徐福和扎伊德曾經很像,但戰場上沒有僥倖。失去妻女的扎伊德,生命中只剩下復仇,他忘記了孩子們只是孩子;徐福心存僥倖,想借助戰爭發財,但也為此付出代價……“他們不是你的孩子”“那也是孩子”。這樣的對話在影片中出現了兩次,一次在馬俊生與徐福之間,一次在徐福與扎伊德之間。這裡的孩子,既指兒童,也指深陷戰爭中的每一個人。徐福救孩子,也是在救自己。
我希望《歡迎來龍餐館》是以人為本的作品。環境固然可能讓一個人變得複雜多面,但我相信人本性的善良和美好。在生死威脅面前瑟瑟發抖的普通人,也可以成為庇護孩子的“父親”、捨己救人的英雄。徐福、馬俊生對孩子們的關懷是出於同樣為人的同理感,他們舍命救孩子是不由自主的行為。
記者:《歡迎來龍餐館》採用現實主義的創作手法,如何把握真實與虛構的分寸?
文牧野:正向價值的傳遞必須真誠,不能虛假。作品唯有更現實,才可能立得住,傳達出的能量才可能強烈。情節未必都是現實中存在的,但人物在片中的訴求不懸浮,觀眾才感到熟悉,看得進去;反之,拍得像紀錄片一樣真實,卻與觀眾的生活距離很遠,大家也會覺得不真實。這個故事設定在20年前,但我不想局限于某一場戰爭,觀眾可以理解為這是一個關於戰爭與人的故事,它可能發生在過去,也可能正在進行。
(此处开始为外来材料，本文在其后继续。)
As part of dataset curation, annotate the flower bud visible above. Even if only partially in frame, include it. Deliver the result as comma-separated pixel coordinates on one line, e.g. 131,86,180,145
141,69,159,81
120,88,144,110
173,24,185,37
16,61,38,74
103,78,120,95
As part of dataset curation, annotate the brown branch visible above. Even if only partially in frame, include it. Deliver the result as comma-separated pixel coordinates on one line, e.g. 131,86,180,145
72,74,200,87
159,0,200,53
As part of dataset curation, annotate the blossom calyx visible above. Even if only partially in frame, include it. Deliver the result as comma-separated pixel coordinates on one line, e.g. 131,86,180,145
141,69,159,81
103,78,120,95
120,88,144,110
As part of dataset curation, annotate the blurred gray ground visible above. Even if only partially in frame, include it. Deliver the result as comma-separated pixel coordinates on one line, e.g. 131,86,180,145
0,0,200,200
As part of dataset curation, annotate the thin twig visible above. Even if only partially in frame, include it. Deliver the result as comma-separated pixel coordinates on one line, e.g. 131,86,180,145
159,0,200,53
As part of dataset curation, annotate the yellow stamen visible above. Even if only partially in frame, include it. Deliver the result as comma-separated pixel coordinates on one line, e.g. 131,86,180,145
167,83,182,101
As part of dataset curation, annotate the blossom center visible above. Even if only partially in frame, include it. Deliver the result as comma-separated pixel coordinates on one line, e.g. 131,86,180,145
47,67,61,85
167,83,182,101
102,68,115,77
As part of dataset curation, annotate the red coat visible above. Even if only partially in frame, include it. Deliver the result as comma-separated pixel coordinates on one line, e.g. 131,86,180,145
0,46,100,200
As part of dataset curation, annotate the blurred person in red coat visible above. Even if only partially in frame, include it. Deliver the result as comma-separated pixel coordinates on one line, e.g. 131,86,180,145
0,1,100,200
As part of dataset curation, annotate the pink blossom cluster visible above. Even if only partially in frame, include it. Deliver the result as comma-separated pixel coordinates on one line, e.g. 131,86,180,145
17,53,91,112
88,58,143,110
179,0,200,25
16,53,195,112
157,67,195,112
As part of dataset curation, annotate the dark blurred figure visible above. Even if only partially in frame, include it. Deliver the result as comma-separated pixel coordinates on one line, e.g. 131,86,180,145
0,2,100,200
人物和故事,始終是電影的內核。任何時代,觀眾對於美好、正義和崇高的判斷,不會有本質性區別,真誠的情感總是共通的。我為什麼要拍電影?用我們的文化去表達這些共通的情感,讓更多人産生共鳴;用電影的方式,講述心靈的豐富性、人生的可能性,拍若干年後回看也不會有太多遺憾的作品,是我的小小訴求。